Ulysses 31 was a co-production by Japan's TMS and French company DiC Audiovisuel that originally aired for 26 episodes in 1981. An English dub was produced of the series in Canada in 1982, but it was actually the Aussies who got to see it first with an airing on ABC in 1983. Later airings in Canada and the United States (Kideo TV) would follow.

But no nation seems to have taken Ulysses to their collective bosom than the UK. The series got its premiere showing on the BBC in 1985-86, but then returned to air for a run on Channel 4 the best part of a decade later in 1993. After its initial screening on broadcast networks, it also appeared on multiple satellite and cable channels. Starting with The Children's Channel in 1994, it also aired on, Fox Kids, Toon Disney and The Disney Channel with the most recent run ending on Jetix in 2009.

The sci-fi retelling cast Ulysees as the captain of the spaceship The Odysee. He draws the wrath of the Gods Of Olympus when he slays a robot Cyclops in order to save a group of enslaved children, which includes his son Telemachus and blue-skinned aliens Yumi and Numinor.

In punishment, Zeus freezes his crew in suspended animation and condemns Ulysees to journey the universe in search of the kingdom of Hades to be able to return home. With his crew on ice, Ulysees has only Telemachus, Yumi and an incredibly annoying robot called Nono to keep him company,

Throughout the series, Ulysees and his companions encounter new friends and foes and visit numerous different worlds. A significant amount of the stories are based on Greek myths.

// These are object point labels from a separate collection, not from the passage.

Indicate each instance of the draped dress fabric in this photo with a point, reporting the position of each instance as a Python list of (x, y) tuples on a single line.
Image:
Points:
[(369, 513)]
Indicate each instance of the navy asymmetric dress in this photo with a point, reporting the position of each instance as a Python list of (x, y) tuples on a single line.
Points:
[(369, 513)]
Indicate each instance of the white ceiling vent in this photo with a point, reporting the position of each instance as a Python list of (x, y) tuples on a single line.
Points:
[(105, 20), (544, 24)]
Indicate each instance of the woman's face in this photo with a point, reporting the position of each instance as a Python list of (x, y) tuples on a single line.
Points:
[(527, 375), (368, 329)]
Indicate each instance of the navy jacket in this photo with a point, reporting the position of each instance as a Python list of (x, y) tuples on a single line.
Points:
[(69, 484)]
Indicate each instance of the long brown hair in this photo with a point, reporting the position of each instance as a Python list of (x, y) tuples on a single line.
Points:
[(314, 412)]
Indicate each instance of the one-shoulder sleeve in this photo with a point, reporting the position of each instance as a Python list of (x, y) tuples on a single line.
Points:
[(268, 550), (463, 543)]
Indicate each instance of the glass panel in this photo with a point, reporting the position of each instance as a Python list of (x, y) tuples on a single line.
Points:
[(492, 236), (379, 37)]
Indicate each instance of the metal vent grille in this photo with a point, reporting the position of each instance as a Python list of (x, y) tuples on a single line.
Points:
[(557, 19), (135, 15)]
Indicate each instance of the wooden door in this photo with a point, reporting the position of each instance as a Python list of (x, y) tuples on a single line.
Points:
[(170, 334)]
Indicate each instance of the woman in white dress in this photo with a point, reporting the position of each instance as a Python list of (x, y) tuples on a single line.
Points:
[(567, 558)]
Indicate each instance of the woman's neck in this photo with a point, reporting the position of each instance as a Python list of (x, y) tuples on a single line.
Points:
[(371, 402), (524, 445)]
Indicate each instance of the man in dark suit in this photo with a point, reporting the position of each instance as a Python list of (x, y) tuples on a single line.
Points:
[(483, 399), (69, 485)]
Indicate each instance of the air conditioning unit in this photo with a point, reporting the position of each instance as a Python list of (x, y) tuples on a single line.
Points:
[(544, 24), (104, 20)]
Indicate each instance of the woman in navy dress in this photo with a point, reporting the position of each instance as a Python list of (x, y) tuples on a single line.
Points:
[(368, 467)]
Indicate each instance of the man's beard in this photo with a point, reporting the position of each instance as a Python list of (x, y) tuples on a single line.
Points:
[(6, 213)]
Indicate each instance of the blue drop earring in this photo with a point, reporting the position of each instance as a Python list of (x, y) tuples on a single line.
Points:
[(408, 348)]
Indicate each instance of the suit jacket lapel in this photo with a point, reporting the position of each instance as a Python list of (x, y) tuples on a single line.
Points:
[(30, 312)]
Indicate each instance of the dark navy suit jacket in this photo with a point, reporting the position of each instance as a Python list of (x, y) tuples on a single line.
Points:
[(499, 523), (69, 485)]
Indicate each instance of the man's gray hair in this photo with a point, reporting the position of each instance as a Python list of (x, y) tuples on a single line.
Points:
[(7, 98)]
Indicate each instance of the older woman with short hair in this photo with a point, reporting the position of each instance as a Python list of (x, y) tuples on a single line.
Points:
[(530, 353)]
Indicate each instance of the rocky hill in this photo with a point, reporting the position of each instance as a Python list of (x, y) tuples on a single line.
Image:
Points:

They're given a sci-fi spin (and in some cases toned down to be suitable for a young audience) but are still recognisable as the original myths.

Myths featured include the Minotaur and The Labyrinth, The Riddle of The Sphinx, The Lotus Easters and Sisyphus.

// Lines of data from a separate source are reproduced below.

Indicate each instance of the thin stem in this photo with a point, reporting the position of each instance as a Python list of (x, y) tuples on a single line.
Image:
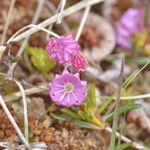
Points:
[(12, 4), (115, 119), (26, 128), (34, 21), (62, 6), (14, 122)]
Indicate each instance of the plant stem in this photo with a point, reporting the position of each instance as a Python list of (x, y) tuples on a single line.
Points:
[(115, 120)]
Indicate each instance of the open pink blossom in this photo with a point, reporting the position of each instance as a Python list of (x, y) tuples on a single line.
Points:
[(78, 62), (68, 90), (61, 49), (132, 21)]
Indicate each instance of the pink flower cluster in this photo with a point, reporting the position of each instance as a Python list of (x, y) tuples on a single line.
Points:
[(68, 90), (132, 21), (66, 50)]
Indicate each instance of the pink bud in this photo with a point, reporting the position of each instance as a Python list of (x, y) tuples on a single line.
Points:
[(78, 62)]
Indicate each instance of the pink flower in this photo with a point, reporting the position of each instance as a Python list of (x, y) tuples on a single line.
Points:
[(78, 62), (132, 21), (67, 89), (61, 49)]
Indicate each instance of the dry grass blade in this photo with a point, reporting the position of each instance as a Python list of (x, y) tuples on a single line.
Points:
[(13, 122), (115, 119), (12, 4), (53, 19)]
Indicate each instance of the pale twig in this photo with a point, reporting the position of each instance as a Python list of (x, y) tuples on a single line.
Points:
[(130, 97), (2, 49), (12, 4), (116, 114), (52, 19), (34, 21), (136, 74), (52, 8), (82, 23), (28, 92), (62, 6), (127, 140), (25, 109), (14, 122)]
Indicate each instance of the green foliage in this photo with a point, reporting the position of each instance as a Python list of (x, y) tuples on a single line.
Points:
[(77, 114), (85, 115), (60, 117), (40, 59), (90, 103), (122, 110)]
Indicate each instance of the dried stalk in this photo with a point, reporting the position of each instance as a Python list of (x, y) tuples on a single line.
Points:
[(53, 19), (82, 23), (12, 4), (34, 21), (25, 112)]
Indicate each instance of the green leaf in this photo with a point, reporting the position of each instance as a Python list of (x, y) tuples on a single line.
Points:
[(86, 125), (90, 103), (41, 60), (105, 104), (61, 117), (122, 110)]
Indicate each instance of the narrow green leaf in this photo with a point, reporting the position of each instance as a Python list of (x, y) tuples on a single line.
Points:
[(122, 110), (86, 125), (105, 104), (60, 117), (90, 103)]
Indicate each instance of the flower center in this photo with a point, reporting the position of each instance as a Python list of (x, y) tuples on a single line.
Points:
[(68, 87)]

The series also shows influence from iconic sci-fi films and franchises. It was made in the shadow of the release of Star Wars so any similarities were not accidental. Ulysees wields a blade that is clearly a light sabre and the producers even got into legal trouble with LucasFilm over similarities in the show's soundtrack.

It's a fondly remembered show as it is a legitimate piece of animated sci-fi. There are elements that remind you the series is aimed at kids (and they can be annoying *cough Nono *cough) but for the most part, it works for fans of sci-fi and people interested in mythology.  Sure, the animation is dated but it doesn't detract too much from some really inspired design work and great world-building. And as with so many of our favourite childhood shows, the opening song is an absolute banger. A 40th-anniversary special edition of the soundtrack has even been released in France this year.

The series has been released in boxsets in the UK and Australia during the noughties but are now long out of print- you may be able to pick up a second-hand copy if you're lucky. There's no legitimate streaming option either (somebody should get on that), but some dedicated fan has produced a restoration and uploaded the whole series on a certain well know video streaming site for those who might know where to look.

A beautifully restored Blu-Ray would be nice, but we'd settle for a kosher streaming option, and we hope with the series celebrating its anniversary it might be just the time for it to happen. The series would also be a strong candidate for a reboot with modern animation, a more serious tone... and no Nono. We can dream, can't we?